By James Mackenzie and Ali Sawafta
JERUSALEM (Reuters) -Three Israeli police officers were killed on Sunday when their vehicle came under fire near the city of Hebron in the occupied West Bank, Israeli officials said, adding to days of violence in the Palestinian territory.
Following the attack in the area of the Idna Tarqumiyah Junction, security forces surrounded a house in Hebron and killed a Palestinian suspected of carrying out the shooting, the military said.
Hundreds of Israeli troops have been carrying out raids across the West Bank since last Wednesday in one of their largest actions in the area in months, which Israel says is aimed at rooting out Iranian-backed Islamist militants.
The Palestinian Red Crescent reported on Sunday that two Palestinian brothers had been shot by Israeli forces in the town of Kafr Dan, outside Jenin in the northern West Bank, where Israeli forces have been operating since Wednesday.
The deployment of army and police units across the West Bank has underscored the heavy pressure facing Israeli security forces now fighting on multiple fronts, with little sign of a breakthrough in talks to secure a halt to the fighting in Gaza.

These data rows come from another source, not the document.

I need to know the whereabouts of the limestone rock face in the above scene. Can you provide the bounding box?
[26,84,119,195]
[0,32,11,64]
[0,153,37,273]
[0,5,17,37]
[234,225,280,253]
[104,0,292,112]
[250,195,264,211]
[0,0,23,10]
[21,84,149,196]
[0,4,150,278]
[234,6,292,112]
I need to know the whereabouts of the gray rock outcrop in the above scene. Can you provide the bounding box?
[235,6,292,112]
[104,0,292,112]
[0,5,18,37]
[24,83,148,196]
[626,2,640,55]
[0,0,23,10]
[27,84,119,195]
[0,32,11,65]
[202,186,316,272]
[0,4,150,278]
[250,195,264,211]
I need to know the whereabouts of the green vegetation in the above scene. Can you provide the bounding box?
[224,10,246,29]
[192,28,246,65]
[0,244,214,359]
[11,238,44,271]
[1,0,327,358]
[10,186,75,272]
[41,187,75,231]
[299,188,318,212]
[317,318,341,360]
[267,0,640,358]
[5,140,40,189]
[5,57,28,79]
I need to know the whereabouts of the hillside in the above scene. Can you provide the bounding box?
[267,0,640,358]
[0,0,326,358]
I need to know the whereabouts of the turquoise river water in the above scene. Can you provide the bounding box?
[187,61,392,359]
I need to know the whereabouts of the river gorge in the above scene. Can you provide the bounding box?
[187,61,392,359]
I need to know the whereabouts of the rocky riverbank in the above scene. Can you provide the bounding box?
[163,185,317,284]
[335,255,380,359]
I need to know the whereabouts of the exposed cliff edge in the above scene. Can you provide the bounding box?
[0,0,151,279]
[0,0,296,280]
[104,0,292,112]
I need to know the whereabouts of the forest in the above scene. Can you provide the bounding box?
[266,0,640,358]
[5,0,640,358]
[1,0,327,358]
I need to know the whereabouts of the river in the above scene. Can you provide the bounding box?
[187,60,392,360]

"We are fighting on all fronts against a cruel enemy who wants to murder us all," Prime Minister Benjamin Netanyahu said, also referring to six Israeli hostages killed in captivity in Gaza and whose bodies were recovered from a tunnel on Sunday.
As he spoke, Israeli troops were still operating in Jenin, where the militant groups Hamas and Islamic Jihad said their fighters were engaged.
HEAVY DAMAGE
The operation, now in its fifth day, has caused heavy damage to infrastructure in the city and the adjacent refugee camp, a densely populated township, with multiple damaged houses and buildings and a mass of streets torn up by armoured bulldozers hunting for roadside bombs.

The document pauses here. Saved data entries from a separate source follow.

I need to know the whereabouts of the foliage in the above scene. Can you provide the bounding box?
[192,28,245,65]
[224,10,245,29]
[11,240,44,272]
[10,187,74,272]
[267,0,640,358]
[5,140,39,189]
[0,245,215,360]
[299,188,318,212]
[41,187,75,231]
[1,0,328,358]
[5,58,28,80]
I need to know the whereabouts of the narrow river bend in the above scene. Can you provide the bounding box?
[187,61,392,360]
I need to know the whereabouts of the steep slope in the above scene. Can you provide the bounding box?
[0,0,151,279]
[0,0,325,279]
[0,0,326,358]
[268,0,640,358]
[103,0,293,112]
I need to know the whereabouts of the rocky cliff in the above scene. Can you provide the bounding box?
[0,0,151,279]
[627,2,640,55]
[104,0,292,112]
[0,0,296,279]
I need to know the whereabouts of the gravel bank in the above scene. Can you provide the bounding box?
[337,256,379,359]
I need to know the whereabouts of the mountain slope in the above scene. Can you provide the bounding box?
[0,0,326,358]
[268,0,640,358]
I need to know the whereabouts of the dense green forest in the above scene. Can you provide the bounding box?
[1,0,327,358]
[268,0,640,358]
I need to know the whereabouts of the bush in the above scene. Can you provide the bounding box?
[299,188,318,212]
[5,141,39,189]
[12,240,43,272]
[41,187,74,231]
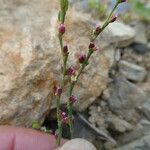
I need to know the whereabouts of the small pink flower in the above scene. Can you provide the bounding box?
[79,53,86,64]
[89,42,98,52]
[59,24,65,35]
[95,25,101,35]
[89,42,95,49]
[69,95,77,104]
[67,66,76,76]
[61,111,67,118]
[61,111,69,124]
[53,86,62,96]
[63,44,69,55]
[109,15,117,23]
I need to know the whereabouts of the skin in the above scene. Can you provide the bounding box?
[0,126,95,150]
[0,126,63,150]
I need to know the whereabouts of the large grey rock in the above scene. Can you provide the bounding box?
[104,76,148,122]
[119,60,147,82]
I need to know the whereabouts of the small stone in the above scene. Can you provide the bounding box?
[130,42,150,54]
[142,99,150,121]
[107,116,133,133]
[60,138,97,150]
[104,141,116,150]
[119,60,147,82]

At least 24 Palestinians, most claimed by Hamas or Islamic Jihad as their members, have been killed since the start of the Israeli operation.
Israeli forces have made 110 arrests, according to the Palestinian prisoners association.
Finance Minister Bezalel Smotrich, a hardline member of Israel's security cabinet, called for more action against Palestinian militants in the West Bank.
"We need to do now what we didn't do that awful night and launch a pre-emptive strike and strike terrorism hard," he said, referring to Hamas' deadly Oct. 7 attack on Israel.
"We are committed to eliminating terrorism on all fronts," he said, speaking from the scene of Sunday's attack.
The latest deaths bring the number of Israelis killed in Palestinian attacks outside Gaza since Oct. 7 to at least 22, with around 20 Israelis and foreigners killed by missile attacks from southern Lebanon.
At the same time, Israeli forces have killed almost 680 Palestinians, including armed fighters, stone-throwing youths and uninvolved civilians.
Hamas, which is fighting a war with Israel in Gaza, praised the attack in the West Bank, but did not claim it, saying it was a "natural response to the massacres and genocide in the Gaza Strip".
"We call on all those who carry weapons to direct their bullets at the chests of the occupiers who continue to commit massacres against our people in Gaza Strip," the statement said.
Israel denies committing acts of genocide in the Gaza war, which was triggered by Hamas' Oct. 7 strike on Israel.